During The Feast of Trumpets, the blast of the shofar signals the beginning of ten days of intense self-examination (The Days of Awe or The Days of Repentance), giving people a chance to repent and have their names written in The Book of Life before the final judgment on The Day of Atonement (Yom Kippur). In fact, this is the only Jewish Feast that isn’t marked by celebration.
Now, back to Nehemiah for a moment. Although this great meeting at the Water Gate occurred on The Feast of Trumpets, there is no mention of the shofar being sounded. Why? If you recall, it was the people who came to Ezra, calling out for God’s Word.
I believe the conviction of that Word was all the alert the people needed at that time to get right with God and make Him Lord of their lives. Indeed, we read in Nehemiah 8:6:
“And Ezra blessed the Lord, the great God. Then all the people answered, “Amen, Amen!” while lifting up their hands. And they bowed their heads and worshiped the Lord with their faces to the ground.”
We also read in this chapter that the people understood The Word and were so captured by it, they stood from early morning until midday. The Word had a profound effect on the people, convicting them of their sin and driving them to repentance.
But this day was not followed by nine more days of repentance. Notice what Nehemiah tells the people in verses 9 and 10:
“This day is holy to the Lord your God; do not mourn nor weep.” For all the people wept, when they heard the words of the Law.
Then he said to them, “Go your way, eat the fat, drink the sweet, and send portions to those for whom nothing is prepared; for this day is holy to our Lord. Do not sorrow, for the joy of the Lord is your strength.”
Why would Nehemiah tell the people to celebrate? Because they had seen the salvation of The Lord, and realized that God is God, and worthy of their obedience and praise.
Traditionally, the shofar is blown for two days. Seven Days of Awe follow, leading to:
The Day of Atonement:
Because this is the day each person’s fate will be sealed, it is the most holy of all days, marked by total fasting, prayer, and synagogue teaching . It is a time to afflict one’s soul and atone for past sins. It also marks the end of the 40 days Moses was on Mt. Sinai. If you recall form former posts, forty represents human probation.
However, Nehemiah deviates from this formula once more, ushering the people directly into the last feast, The Feast of Tabernacles.
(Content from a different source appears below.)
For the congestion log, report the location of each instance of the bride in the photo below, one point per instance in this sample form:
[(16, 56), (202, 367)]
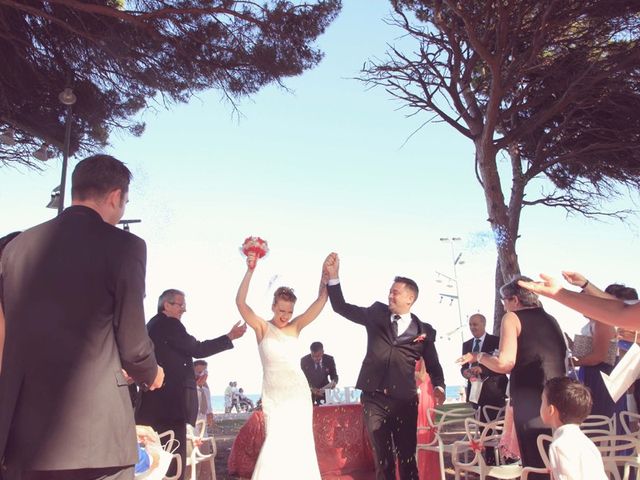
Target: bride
[(288, 452)]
Next time, I’ll be covering this feast, and what light Nehemiah 8 sheds on the not-so-distant future of The Church. Until then, be thinking about Jesus’ words in Matthew 24:31:
“And He will send His angels with a great sound of a trumpet, and they will gather together His elect from the four winds, from one end of heaven to the other.”
And Paul’s words in 1 Corinthians 15:51-52:
“Behold, I tell you a mystery: We shall not all sleep, but we shall all be changed—in a moment, in the twinkling of an eye, at the last trumpet. For the trumpet will sound, and the dead will be raised incorruptible, and we shall be changed.”
And ask yourself, what will I do when I hear that last trumpet, mourn or rejoice?